简体   繁体   中英

Read line by line and print matches line by line

I am new to shell scripting, it would be great if I can get some help with the question below.

I want to read a text file line by line, and print all matched patterns in that line to a line in a new text file.

For example:

$ cat input.txt

SYSTEM ERROR: EU-1C0A  Report error -- SYSTEM ERROR: TM-0401 DEFAULT Test error
SYSTEM ERROR: MG-7688 DEFAULT error -- SYSTEM ERROR: DN-0A00 Error while getting object -- ERROR: DN-0A52 DEFAULT Error -- ERROR: MG-3218 error occured in HSSL
SYSTEM ERROR: DN-0A00 Error while getting object -- ERROR: DN-0A52 DEFAULT Error
SYSTEM ERROR: EU-1C0A  error Failed to fill in test report -- ERROR: MG-7688

The intended output is as follows:

$ cat output.txt

EU-1C0A TM-0401
MG-7688 DN-0A00 DN-0A52 MG-3218
DN-0A00 DN-0A52
EU-1C0A MG-7688

I tried the following code:

while read p; do
    grep -o '[A-Z]\{2\}-[A-Z0-9]\{4\}' | xargs
done < input.txt > output.txt

which produced this output:

EU-1C0A TM-0401 MG-7688 DN-0A00 DN-0A52 MG-3218 DN-0A00 DN-0A52 EU-1C0A MG-7688 .......

Then I also tried this:

while read p; do
    grep -o '[A-Z]\{2\}-[A-Z0-9]\{4\}' | xargs > output.txt
done < input.txt

But did not help :(

Maybe there is another way, I am open to awk/sed/cut or whatever... :)

Note: There can be any number of Error codes (ie XX:XXXX, the pattern of interest in a single line).
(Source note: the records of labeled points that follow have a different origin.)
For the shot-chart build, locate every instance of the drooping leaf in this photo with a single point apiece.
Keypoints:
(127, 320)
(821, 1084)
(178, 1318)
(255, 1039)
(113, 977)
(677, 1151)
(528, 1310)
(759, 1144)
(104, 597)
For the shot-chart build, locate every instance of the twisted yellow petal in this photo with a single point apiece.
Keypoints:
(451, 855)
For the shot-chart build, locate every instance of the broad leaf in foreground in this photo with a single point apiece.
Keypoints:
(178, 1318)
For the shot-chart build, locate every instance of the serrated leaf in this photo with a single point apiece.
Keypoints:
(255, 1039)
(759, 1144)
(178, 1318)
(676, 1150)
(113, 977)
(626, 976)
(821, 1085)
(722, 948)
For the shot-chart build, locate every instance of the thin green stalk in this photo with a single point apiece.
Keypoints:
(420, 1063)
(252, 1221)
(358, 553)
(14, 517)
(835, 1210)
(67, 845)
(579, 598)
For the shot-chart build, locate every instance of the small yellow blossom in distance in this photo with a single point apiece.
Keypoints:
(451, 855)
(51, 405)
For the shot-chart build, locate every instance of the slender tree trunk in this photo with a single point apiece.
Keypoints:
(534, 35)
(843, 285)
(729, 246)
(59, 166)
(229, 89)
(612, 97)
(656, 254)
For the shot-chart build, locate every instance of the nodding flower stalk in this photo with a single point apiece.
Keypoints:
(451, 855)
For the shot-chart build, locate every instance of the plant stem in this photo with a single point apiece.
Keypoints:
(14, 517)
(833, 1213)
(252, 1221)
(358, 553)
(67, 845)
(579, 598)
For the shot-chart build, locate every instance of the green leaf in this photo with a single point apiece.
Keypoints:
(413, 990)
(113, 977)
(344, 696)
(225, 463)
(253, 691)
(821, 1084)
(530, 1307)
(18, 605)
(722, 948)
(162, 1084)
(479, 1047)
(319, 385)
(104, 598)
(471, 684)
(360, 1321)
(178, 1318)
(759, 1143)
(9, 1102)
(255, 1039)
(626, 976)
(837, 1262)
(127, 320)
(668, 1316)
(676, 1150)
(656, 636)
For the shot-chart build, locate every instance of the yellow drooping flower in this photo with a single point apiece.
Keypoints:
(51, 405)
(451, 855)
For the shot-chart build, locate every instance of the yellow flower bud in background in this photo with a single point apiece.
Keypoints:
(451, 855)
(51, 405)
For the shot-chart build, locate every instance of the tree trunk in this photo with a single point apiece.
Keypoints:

% awk 'BEGIN{RS=": "};NR>1{printf "%s%s", $1, ($0~/\n/)?"\n":" "}' input.txt 
EU-1C0A TM-0401
MG-7688 DN-0A00 DN-0A52 MG-3218
DN-0A00 DN-0A52
EU-1C0A MG-7688

Explanation in longform:

awk '
    BEGIN{ RS=": " } # Set the record separator to colon-space
    NR>1 {           # Ignore the first record
        printf("%s%s", # Print two strings:
            $1,      # 1. first field of the record (`$1`)
            ($0~/\n/) ? "\n" : " ")
                     # Ternary expression, read as `if condition (thing
                     # between brackets), then thing after `?`, otherwise
                     # thing after `:`.
                     # So: If the record ($0) matches (`~`) newline (`\n`),
                     # then put a newline. Otherwise, put a space.
    }
' input.txt 

Previous answer to the unmodified question:

% awk 'BEGIN{RS=": "};NR>1{printf "%s%s", $1, (NR%2==1)?"\n":" "}' input.txt 
EU-1C0A TM-0401
MG-7688 MG-3218
DN-0A00 DN-0A52
EU-1C0A MG-7688

edit: With safeguard against : -injection (thx @e0k). Tests that the first field after the record seperator looks like how we expect it to be.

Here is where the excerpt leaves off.